Nach Angaben der Notärztin führte auch der Hinweis, die Beratung sei bereits erfolgt und die Pille schon verschrieben, nicht zu einem Einlenken. Das Krankenhaus gab an, Ärzte, die sich der Regelung widersetzten, müssten mit fristloser Kündigung rechnen.

Verabreichung der Pille danach tabu

Erzbistumssprecher Christoph Heckeley bestätigte dem Stadtanzeiger, in katholischen Kliniken sei eine Notfallkontrazeption grundsätzlich ausgeschlossen. Die Pille danach widerspreche den ethischen und moraltheologischen Grundsätzen der Katholischen Kirche. Warum die beiden Kliniken auch die Spurensicherung abgelehnt hätten, entziehe sich seiner Kenntnis. Verlange eine Frau beides, sieht die Regel vor, dass sie an ein anderes Krankenhaus weiterverwiesen werde.

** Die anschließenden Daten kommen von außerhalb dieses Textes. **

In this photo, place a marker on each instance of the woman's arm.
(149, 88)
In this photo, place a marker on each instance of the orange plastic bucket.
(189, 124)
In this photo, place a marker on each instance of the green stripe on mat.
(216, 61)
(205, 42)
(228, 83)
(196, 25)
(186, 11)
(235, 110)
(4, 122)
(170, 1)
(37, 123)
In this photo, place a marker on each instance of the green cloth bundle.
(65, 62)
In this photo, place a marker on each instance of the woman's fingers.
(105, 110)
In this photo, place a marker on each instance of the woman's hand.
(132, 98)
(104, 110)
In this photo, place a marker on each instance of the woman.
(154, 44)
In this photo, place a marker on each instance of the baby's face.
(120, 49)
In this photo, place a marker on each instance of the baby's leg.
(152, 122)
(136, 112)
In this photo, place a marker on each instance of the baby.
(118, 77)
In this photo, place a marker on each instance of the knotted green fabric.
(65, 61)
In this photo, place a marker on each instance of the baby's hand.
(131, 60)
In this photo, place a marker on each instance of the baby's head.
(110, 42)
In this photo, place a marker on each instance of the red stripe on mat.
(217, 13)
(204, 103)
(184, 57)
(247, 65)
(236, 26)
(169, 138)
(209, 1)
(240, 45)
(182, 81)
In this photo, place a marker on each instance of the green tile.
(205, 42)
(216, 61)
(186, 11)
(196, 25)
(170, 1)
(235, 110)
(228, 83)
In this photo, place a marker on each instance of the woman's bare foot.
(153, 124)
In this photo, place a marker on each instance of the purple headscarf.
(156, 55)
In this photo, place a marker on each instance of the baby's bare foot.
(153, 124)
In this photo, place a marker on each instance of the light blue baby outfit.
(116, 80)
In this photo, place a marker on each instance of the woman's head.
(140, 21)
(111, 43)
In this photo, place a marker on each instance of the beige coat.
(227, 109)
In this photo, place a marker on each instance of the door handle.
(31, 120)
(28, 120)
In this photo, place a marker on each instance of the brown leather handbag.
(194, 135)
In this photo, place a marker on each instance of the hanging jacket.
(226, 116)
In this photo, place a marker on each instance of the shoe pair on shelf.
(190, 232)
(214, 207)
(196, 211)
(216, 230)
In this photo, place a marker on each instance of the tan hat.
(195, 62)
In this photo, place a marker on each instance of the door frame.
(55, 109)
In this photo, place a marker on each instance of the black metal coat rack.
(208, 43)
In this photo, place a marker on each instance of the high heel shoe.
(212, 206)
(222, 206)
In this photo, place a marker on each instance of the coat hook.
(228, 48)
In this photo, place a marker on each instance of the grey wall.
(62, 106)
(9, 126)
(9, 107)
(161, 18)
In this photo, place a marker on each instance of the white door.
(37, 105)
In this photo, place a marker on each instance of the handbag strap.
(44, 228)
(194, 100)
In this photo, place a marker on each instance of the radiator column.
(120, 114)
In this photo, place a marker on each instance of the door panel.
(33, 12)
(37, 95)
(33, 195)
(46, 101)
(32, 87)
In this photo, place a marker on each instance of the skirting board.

Die Kölner CDU-Bundestagsabgeordnete Ursula Heinen-Esser und Landesvorsitzende der von katholischen Laien gegründeten Schwangerenberatung Donum Vitae sprach von einem Skandal. Es sei die Pflicht von Krankenhäusern, Vergewaltigungsopfern jegliche Hilfe zukommen zu lassen. Das schließe auch die Verabreichung der Pille danach ein.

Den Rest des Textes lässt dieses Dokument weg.